Comments noted.

Actually I am aware how beam angle is *measured* to 50% of initial intensity.

My questions are more related to LED driven flashlights. And yes, I am aware that flashlight reflectors and lens will affect type of light (flood, narrow/spot).

Manufacturers do not usually provide beam angle data, this is where the formula I mentioned previously becomes useful in that beam angle (to 50%) can be calculated from lumen and candela or beam throw (until 0.25 lux). This latter data is usually provided by manufacturers. But the supplied data usually consists of total lumen output and maximum candela, and does not provide the 50% candela data.

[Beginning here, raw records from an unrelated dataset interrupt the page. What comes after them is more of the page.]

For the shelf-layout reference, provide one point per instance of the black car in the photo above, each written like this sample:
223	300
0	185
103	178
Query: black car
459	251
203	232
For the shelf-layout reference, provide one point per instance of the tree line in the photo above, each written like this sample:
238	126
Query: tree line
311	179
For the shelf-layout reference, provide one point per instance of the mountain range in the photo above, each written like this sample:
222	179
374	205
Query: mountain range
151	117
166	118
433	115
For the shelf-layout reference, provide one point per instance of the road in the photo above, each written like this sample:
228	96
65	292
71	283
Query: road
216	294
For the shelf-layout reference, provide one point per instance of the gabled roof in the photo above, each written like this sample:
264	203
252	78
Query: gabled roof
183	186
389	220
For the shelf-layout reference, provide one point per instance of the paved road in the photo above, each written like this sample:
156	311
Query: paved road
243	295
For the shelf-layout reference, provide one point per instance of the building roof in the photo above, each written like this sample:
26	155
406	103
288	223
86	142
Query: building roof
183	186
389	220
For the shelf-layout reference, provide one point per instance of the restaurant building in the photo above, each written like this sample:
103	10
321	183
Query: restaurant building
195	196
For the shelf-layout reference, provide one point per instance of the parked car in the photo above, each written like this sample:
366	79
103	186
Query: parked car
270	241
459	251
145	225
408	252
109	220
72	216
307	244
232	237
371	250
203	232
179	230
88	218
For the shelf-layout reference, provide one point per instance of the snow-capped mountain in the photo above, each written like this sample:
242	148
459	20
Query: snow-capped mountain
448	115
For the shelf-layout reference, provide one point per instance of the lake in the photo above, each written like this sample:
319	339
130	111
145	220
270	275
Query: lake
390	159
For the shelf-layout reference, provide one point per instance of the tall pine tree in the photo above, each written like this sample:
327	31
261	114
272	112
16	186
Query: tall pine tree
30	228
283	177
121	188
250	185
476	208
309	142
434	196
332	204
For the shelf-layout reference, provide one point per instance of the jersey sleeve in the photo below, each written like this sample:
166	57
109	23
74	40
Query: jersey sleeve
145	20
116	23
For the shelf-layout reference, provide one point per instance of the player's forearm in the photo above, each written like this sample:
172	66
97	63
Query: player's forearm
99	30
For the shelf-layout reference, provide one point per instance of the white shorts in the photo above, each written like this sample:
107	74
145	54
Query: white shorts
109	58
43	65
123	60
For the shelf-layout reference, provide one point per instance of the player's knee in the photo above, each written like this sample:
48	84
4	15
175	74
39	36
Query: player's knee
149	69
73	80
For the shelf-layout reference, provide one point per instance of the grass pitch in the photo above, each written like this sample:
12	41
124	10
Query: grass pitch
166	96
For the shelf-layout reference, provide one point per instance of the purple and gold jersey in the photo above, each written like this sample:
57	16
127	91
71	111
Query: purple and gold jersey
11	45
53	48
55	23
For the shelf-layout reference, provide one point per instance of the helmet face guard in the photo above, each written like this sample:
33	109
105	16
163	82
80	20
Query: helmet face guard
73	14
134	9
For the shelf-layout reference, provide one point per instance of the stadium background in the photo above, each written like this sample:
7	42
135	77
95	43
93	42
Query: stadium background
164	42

This formula can then calculate "beam angle" based on total lumen and maximum candela. However, as mentioned previously, on first inspection of the formula, it suggests this formula calculates the total (maximum) "beam angle" down to where the candela intensity has dropped to zero or near to it. But in reality, this formula calculates only to 50% of maximum candela!?

So how is it that this formula only calculates beam angle down to 50% of maximum candela, when no 50% candela data is provided by manufacturers to begin with? As far as I can tell, even from the derivation of this formula, the calculated "beam angle" appears to be for the entire beam!?

The "beam angle" is important as it gives an indication of how much light is available for certain specific tasks. Some tasks require a spot type beam, where other tasks require a more flood type beam. Also important (to a slightly lesser extent) is the "field angle" where this data gives an indication of how much "spill" light is also available. So a formula that calculates this field angle when candela intensity drops to 10% is also very useful.

So my two initial questions still remain to be answered.